A year ago this week a Chinese investment company called a news conference to announce big plans to convert a former Auburn shoe factory into a 5-star medical tourism facility.
City, state, and hospital officials praised the project and its potential for economic development. The goal was to open the medical tourism center in 2017, but it appears it will take awhile longer for the project to come to fruition.
Draped over the fence outside the former Lunn and Sweet shoe factory in Auburn, banners display artist depictions of what the future facility might look like. But aside from the banners and some fencing outside, not much else at the site appears to have changed since last year’s announcement by Chinese investment company Miracle Enterprise.
Auburn Mayor Jonathan LaBonte says the press conference may have been a bit premature.
“But word had gotten out that they had acquired the former shoe shop, so a public announcement was put together so people could know what was being proposed,” he says.
That proposal is a 200-room recovery center that will cater to wealthy Chinese tourists seeking medical care. Those with known health conditions can stay at the center while getting treatment at Central Maine Medical Center for things like cancer and diabetes. Those seeking elective health care, such as anti-aging treatments, will get a work-up upon their arrival, said Miracle Enterprise representative Michelle Xu during last year’s press conference.
“So that would include physical examination or stem cell analysis, or genetic analysis and testings, and after all of that is done, we’ll be able to analyze the health condition of the patient and what he or she needs,” she says.
Since the announcement, LaBonte says, Miracle Enterprise has been working in China to attract investors.
“That work on a 40-plus millon-dollar project — that’s just the construction side of the building — was likely going to take time,” he says.

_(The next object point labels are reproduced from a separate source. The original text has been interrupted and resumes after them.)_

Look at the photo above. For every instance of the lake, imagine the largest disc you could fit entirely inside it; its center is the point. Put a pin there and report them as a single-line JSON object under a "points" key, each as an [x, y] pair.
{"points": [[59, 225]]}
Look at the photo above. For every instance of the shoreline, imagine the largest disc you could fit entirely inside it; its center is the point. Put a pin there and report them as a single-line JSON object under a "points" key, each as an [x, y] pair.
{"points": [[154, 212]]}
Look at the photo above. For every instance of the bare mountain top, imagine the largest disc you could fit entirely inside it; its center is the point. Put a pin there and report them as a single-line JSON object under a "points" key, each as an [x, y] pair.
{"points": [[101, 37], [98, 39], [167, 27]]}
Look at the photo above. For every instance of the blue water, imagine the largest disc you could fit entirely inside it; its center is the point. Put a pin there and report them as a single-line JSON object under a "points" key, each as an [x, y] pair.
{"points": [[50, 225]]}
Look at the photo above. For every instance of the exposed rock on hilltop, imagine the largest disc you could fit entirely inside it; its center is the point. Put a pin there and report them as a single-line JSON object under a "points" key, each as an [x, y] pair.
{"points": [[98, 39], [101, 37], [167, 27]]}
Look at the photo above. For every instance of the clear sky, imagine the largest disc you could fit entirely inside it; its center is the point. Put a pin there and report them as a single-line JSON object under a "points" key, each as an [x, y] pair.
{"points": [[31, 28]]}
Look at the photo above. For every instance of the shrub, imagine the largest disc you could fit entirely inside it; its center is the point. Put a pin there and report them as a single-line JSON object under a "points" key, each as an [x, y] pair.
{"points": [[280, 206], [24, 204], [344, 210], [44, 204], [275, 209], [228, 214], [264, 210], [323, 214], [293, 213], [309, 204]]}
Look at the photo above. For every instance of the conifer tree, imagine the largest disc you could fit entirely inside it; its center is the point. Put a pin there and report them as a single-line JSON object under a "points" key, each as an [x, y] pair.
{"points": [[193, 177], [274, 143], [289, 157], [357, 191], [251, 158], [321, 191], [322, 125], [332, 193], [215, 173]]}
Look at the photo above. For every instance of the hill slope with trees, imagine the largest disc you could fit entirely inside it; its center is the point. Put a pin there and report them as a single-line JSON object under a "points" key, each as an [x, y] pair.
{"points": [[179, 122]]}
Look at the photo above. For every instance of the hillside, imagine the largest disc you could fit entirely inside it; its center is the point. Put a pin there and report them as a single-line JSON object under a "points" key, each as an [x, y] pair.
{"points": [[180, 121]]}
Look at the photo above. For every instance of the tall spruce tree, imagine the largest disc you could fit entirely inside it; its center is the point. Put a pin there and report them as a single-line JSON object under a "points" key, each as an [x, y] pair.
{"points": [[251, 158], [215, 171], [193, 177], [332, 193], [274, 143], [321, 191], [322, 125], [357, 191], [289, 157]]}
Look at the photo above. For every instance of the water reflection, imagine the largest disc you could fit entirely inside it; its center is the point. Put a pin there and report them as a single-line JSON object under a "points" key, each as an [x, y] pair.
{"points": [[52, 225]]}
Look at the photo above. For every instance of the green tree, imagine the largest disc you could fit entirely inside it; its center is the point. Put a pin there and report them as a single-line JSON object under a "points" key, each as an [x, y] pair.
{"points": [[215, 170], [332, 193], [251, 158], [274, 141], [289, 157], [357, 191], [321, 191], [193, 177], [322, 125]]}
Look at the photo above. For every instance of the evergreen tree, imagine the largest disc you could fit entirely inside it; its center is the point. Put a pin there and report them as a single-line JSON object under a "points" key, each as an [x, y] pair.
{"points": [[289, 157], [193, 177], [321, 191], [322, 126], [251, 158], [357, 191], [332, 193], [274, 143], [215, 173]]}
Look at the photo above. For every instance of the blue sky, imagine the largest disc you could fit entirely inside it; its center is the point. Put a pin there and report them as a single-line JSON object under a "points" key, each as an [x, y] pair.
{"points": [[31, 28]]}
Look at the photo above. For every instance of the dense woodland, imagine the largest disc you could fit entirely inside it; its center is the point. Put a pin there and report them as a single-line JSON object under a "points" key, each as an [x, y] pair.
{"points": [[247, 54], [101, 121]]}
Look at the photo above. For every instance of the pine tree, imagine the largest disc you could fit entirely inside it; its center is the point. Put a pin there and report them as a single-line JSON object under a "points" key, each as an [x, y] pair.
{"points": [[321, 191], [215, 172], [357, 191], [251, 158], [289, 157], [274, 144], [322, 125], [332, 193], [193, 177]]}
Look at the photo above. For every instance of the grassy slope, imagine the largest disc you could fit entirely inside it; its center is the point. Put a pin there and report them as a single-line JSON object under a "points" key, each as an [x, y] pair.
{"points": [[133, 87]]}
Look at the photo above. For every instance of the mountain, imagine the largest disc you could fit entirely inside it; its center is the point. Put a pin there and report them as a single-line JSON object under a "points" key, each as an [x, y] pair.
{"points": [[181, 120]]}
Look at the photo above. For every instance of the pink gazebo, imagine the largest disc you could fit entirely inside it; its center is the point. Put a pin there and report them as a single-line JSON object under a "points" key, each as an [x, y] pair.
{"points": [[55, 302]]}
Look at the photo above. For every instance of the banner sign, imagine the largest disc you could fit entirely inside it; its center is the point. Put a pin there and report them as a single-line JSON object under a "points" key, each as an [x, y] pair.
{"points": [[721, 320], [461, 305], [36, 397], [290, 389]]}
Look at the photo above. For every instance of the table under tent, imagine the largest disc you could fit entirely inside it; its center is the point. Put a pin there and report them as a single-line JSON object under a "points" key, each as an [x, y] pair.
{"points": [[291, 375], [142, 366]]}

Meanwhile, LaBonte says, the city of Auburn is doing what it can to create the necessary infrastructure to support development at the old shoe factory.

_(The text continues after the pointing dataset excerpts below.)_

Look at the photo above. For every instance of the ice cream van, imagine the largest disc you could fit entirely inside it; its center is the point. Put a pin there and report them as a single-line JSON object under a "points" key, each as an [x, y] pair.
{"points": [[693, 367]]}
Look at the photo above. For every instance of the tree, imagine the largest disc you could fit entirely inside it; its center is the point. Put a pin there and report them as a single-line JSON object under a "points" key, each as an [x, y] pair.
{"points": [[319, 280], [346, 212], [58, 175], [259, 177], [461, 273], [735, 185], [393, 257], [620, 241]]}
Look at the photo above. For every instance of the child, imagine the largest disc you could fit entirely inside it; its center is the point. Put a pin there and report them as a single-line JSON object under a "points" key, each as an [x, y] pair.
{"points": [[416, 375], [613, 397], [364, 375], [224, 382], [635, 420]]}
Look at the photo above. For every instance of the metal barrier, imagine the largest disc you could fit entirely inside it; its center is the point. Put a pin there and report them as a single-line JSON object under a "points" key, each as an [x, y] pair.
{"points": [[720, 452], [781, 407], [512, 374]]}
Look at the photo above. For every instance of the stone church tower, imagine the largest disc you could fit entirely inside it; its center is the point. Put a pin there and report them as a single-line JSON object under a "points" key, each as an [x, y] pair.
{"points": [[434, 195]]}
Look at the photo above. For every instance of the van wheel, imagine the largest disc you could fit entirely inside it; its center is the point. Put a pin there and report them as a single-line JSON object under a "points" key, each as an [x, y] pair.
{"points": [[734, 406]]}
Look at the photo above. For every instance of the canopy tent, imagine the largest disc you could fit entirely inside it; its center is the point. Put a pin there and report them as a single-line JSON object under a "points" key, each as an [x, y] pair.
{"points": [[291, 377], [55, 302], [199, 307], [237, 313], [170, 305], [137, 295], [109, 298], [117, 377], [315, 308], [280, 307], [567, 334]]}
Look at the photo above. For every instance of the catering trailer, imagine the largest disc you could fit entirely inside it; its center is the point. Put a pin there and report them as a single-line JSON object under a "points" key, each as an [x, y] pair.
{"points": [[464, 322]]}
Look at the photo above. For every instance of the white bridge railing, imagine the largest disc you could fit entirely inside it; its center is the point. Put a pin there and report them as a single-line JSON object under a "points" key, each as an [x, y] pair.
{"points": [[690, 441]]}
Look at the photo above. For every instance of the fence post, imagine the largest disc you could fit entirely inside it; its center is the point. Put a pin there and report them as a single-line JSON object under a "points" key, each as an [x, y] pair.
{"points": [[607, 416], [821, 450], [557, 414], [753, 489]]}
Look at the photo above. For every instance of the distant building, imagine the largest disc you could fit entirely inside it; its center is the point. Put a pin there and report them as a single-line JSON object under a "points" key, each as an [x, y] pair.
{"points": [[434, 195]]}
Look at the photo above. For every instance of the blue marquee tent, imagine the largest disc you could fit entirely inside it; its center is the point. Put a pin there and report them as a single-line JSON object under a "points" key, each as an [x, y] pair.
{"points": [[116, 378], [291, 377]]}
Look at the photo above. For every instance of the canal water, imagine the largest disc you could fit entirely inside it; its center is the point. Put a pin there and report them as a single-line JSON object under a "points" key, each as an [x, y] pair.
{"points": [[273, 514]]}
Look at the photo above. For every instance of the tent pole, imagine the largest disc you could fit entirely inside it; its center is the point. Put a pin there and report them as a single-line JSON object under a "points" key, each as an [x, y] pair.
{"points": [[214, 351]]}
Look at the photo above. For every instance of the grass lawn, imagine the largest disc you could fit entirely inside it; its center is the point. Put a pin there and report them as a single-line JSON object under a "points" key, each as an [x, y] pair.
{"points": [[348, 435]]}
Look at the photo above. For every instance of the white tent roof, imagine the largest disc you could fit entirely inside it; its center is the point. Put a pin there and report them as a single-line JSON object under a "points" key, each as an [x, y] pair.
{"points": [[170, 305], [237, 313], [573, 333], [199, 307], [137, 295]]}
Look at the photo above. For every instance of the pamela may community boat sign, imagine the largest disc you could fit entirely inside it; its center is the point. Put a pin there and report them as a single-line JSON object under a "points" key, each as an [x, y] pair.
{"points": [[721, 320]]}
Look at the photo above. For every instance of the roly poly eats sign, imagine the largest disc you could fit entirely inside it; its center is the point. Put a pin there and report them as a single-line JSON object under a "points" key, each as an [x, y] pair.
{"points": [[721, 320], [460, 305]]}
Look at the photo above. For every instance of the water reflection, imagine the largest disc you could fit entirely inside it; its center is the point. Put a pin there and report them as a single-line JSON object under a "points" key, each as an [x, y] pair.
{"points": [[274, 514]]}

“To turn that 180,000 square foot building into a downtown building that can accommodate visitors, employees, patients,” he says, “means road improvements, utility improvements, sidewalk and parking improvements.”
As LaBonte looks for funding at the state and federal level to support infrastructure improvements, Central Maine Medical Center CEO Peter Chalke says the hospital is a partner in the medical tourism project and is doing its part to prepare.
“We have a clinical affiliation with Mass General,” he says. “As you might expect, they see about 2,000 foreign patients a year from 100 different countries.”
Chalke says he spent a day at Massachusetts General a couple months ago to learn how CMMC can support foreign patients, and he says he has been in regular touch with a contact for Miracle Enterprise. But that 2017 deadline? Chalke says it’s unrealistic, though he’s confident the medical tourism center will come.
“I’m an optimist. These things are difficult. This is a difficult project. We’re talking about an old mill, in Auburn, Maine. We’re talking about a group from China,” he says. “I mean, it couldn’t get much more complicated than this one.”
One thing that could spur the project along is Maine’s hoped-for designation as an EB-5 regional center. EB-5, explains John Endicott of the Finance Authority of Maine, is a federal program designed to attract foreign investors in local economies.
“With every $500,000 investment a foreign investor makes in an approved project, they must create 10 jobs as well,” he says.
In exchange, those investors get expedited consideration for a green card.
Endicott submitted an EB-5 application for Maine last December. It can take a year for the federal government to process applications, but Endicott is optimistic Maine will be approved.
If so, he says, the Finance Authority will offer to work with Miracle Enterprise to help them take advantage of the program.